Мальчишка снова смутился, и бравый гусар, потрепав его по плечу, задумчиво склонил голову:
– Называются… Ну, скажем – подражание Горацию. А кому? Хм… кабы точно знать… Эх, Антон Иваныч, кабы ты знал, как мне картошки с белыми грибами хочется!
– Ну, белых тут полно, – невольно улыбнулся Тошка. – А вот кар-то-фель… С грибами? Его же с сахаром едят! И то по большим праздникам. Насколь знаю, хоть матушка Екатерина и приказывала сажать «земляные яблоки», а крестьяне-то его не очень любят и сажают редко.
Корнет потянулся и, прикрыв рот рукою, зевнул:
– Хотя у финнов, говорят, растет кое-где. Я даже сам как-то видел… уже побеги взошли.
– Так-так-так! – потер руки Денис. – А ну-ка, брат, припомни – где? Может, картошечки-то сладим. Тем более сейчас у нас август… уже клубни есть, пусть и молодые… Ну? Вспомнил?
– Ох, Денис Васильевич… Кулаха… Кухама… Кухаламби! – радостно сверкнув глазами, подросток вдруг хлопнул себя по лбу. – Ну, точно! Кухаламби – хутора там, селение.
– Так-так!
– Я уж, если что увидел, то не забуду ни в жисть! – не преминул похвастать корнет. – Вот, Денис Васильевич, ей-богу! Кухаламби… селение… Там огороды… и побеги картофельные я там видел.
– А где это… Кухаламби?
– По оравайской дороге. Нам туда скоро в наступление идти.
Тут же и сговорились с корнетом завтра же улучить удобный момент да пойти поискать огороды, там и свежей картошки купить… ну, или так выкопать, много ли на сковородку надо?
– Не так тут далеко, – седлая коня, шмыгнул носом корнет. – Туда-сюда – за час обернемся.
– Славно, – Давыдов одобрительно покивал. – Ужо, Антон Иваныч, угощу тебя картошкой с грибами! Ранее-то такого, небось, не едал?
– Не едал, – усаживаясь в седло, честно признался Тошка. – Правда, вот, Денис Васильевич, сомневаюсь… понравится ли?
– Да понравится, – трогая коня, Дэн негромко расхохотался. – А не понравится, так я за тебя съем.

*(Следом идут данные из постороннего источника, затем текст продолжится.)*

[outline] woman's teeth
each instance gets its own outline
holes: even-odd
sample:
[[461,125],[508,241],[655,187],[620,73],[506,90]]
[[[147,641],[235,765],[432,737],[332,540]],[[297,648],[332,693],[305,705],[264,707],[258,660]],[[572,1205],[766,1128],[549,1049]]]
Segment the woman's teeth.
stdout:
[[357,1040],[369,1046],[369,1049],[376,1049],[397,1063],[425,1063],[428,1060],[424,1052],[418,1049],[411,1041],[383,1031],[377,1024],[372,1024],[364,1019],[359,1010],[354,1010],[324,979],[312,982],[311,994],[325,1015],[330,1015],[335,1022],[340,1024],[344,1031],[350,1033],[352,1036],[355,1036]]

Хмурое северное утро стелилось туманом. В небе, меж облаками, зияли бледно-голубые прорехи, что давало надежду на погожий денек. Корнет и штабс-ротмистр остановили коней на опушке и спешились в виду небольшой деревни. Серые дома и сараи маячили невдалеке, за рябиновой рощицей. Улица казалась пустынной, однако из труб уже поднимались дымы.
– Вон, у того крайнего дома, – показал рукой Антон. – Там огород. Картофель. Что, Денис Васильевич, поедем, купим?
Юноша уже бросился было к лошади, но Давыдов придержал его за рукав:
– Постой. Вдруг да в деревне шведы? Поглядим пока, слышишь.
– Угу… – Тошка кивнул, соглашаясь, и тут же переспросил: – Долго ли будем ждать?
– Да недолго, – отмахнулся Денис, пристально всматриваясь в селение.
Деревня просыпалась, в хлевах уже мычали коровы, послышались чьи-то голоса и собачий лай.
– Нас почуяли! – насторожился корнет. – Не по-доброму лают, не на своих.
И впрямь собачки лаяли остервенело, явно на чужаков… правда, псов почти сразу же успокоили, цыкнули…
Давыдов покачал головой:
– Не, не на нас. Ветер-то в нашу сторону.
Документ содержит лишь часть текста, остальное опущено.